Espléndido fracaso
Mientras permite que un editor amigo tache, corte y pegue el manuscrito de lo que era Banderas en el polvo (1973), para hacerlo más "legible" y convertirlo en lo que será Sartoris (1929), William Faulkner (1897-1962) se sumerge en la composición de El ruido y la furia, su primera obra maestra y una de las cumbres de la literatura modernista. La termina pocos meses más tarde, después de rehacerla cinco veces y de intentar en vano que algún editor acepte introducir tipografía en colores para distinguir sus distintos niveles temporales ("La metafísica de Faulkner es una metafísica del tiempo", escribió Sartre refiriéndose a este libro). Una feliz conjunción de circunstancias propicia que el texto más "ilegible" del autor pueda ver la luz en Nueva York, en el nuevo sello de Jonathan Cape y Harrison Smith, el 7 de octubre de 1929, tres semanas antes del crash de Wall Street. Hoy conmemoramos, por tanto, su 80º aniversario.
Faulkner oculta y desvela, exigiendo del lector un esfuerzo constante que finalmente será recompensado
Faulkner se refirió en diversas ocasiones a El ruido y la furia, su cuarta novela, como su más espléndido fracaso (finest failure). Y no es para menos. En sus poco más de 300 páginas no sólo se concentran magistralmente el universo, los temas y motivos de una obra narrativa de enorme complejidad y ambición -y cuya influencia sigue manifestándose en la de autores de ámbitos culturales muy lejanos-, sino toda una concepción de la literatura que su joven autor ha ido asimilando a partir de la lectura de sus maestros modernistas: Conrad y Eliot, desde luego, pero también Joyce y Woolf y Sherwood Anderson.
Para contarnos la fase final de la historia de una familia decadente (los Compsons) en un país derrotado y roto (el Sur), Faulkner escoge tres narradores poco fiables (Benjy, Quentin, Jason) y otro objetivo, pero limitado (cercano al punto de vista de Dilsey, la sirvienta negra). En cada uno de los discursos -diferentes en lenguaje y sintaxis, pero también en sustrato cultural y signi-ficado-, marcados por la presencia fantasmal de Caddy, la hermana huida y perdida, Faulkner oculta y desvela, exigiendo del lector un esfuerzo constante (e insólito en la narrativa estadounidense, que apostaba todavía por el lector pasivo del siglo XIX) que finalmente será recompensado. Pero sólo a medias. La historia se va revelando a partir de tonos, obsesiones y subjetividades en conflicto, por lo que nunca acaba de desplegarse del todo: el juego narrativo de opacidad y transparencia no se muestra como el tour de force arbitrario de un virtuoso, sino como demanda interna del propio relato. El ruido y la furia es un puzzle de mil piezas que el lector debe montar, y en el que hasta el prólogo (la sección del "idiota" Benjy) cobra su pleno sentido si se vuelve a leer como epílogo. Es sin duda ese esfuerzo (incluyendo la relectura) que la novela exige del lector -al que Faulkner intentó en vano facilitar la tarea restituyendo el orden temporal de la historia en el célebre Apéndice Compson de 1945- lo que el autor tenía en mente cuando hablaba de "espléndido fracaso".

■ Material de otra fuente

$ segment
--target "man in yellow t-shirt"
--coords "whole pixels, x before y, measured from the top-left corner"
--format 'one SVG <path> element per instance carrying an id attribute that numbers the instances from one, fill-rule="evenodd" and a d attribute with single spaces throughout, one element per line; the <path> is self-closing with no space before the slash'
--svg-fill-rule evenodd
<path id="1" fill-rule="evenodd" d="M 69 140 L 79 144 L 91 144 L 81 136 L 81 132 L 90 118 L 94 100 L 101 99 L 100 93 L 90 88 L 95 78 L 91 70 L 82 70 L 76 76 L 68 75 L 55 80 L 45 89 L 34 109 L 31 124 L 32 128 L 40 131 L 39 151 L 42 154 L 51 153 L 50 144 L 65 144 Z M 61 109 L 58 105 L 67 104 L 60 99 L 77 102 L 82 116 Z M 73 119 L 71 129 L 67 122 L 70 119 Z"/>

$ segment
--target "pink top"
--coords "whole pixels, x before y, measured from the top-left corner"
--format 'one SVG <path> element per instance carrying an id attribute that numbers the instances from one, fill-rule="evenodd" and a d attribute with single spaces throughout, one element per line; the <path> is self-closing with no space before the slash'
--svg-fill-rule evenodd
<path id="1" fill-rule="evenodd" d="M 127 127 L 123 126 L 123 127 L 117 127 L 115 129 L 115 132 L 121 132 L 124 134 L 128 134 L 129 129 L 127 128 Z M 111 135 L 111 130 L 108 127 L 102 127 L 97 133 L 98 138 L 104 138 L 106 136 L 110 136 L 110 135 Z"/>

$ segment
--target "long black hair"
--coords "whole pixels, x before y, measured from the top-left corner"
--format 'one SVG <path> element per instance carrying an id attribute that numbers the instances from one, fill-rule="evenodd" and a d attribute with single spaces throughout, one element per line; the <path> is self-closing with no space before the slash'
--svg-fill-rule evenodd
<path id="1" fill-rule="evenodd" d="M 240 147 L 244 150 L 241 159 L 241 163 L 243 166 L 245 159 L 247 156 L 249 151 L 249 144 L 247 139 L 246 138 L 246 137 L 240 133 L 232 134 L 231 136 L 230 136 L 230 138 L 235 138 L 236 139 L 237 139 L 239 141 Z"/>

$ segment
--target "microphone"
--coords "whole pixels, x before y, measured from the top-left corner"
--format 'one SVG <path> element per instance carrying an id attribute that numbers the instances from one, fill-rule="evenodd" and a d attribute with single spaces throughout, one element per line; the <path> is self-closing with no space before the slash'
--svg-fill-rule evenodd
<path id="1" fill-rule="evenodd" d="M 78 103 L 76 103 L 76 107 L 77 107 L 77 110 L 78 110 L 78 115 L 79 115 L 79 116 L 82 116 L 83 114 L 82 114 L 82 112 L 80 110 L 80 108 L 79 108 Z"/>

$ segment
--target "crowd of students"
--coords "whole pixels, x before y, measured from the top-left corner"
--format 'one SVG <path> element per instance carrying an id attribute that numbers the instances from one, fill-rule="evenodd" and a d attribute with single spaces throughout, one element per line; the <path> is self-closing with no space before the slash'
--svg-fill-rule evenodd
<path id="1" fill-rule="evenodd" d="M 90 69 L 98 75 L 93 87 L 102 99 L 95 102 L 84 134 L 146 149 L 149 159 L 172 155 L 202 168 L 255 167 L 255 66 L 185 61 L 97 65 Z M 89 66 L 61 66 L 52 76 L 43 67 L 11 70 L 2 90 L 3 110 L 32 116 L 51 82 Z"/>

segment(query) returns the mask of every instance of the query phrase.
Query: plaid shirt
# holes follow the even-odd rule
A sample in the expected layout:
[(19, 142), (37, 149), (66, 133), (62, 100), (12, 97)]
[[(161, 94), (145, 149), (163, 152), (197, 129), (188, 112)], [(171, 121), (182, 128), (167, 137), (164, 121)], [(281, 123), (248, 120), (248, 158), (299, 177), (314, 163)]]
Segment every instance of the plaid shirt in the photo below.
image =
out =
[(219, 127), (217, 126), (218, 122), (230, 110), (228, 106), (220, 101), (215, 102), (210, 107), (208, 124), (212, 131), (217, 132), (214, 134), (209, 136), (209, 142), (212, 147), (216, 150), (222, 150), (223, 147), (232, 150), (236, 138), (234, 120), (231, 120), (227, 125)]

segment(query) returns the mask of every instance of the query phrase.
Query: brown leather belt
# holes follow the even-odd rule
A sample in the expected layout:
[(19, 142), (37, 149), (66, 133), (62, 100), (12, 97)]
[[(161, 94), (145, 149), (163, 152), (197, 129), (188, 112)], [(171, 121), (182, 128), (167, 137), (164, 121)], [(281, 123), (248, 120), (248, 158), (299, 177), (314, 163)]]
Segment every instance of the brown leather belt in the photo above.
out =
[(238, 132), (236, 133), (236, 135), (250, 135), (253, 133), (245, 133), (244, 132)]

Conozco media docena de traducciones al castellano de El ruido y la furia (la primera edición española no se publicó hasta 1972). Las dos mejores (Mariano Antolín Rato y Ana Antón-Pacheco) datan respectivamente de 1981 y 1987 (de la primera existe edición corregida en 2004). En ninguna de ellas se tienen en cuenta todas aportaciones de las ediciones críticas de Polk y Minter. Y tampoco la exhaustiva (y a menudo irritante en su prolijidad técnica) edición hipertextual (y a libre disposición online de quien quiera consultarla) de la Saskatchewan University. Quizás ha llegado el momento -ahora que la obra de Faulkner es de derecho público- de emprender una nueva traducción de esta singular obra maestra. Sólo falta quien se atreva.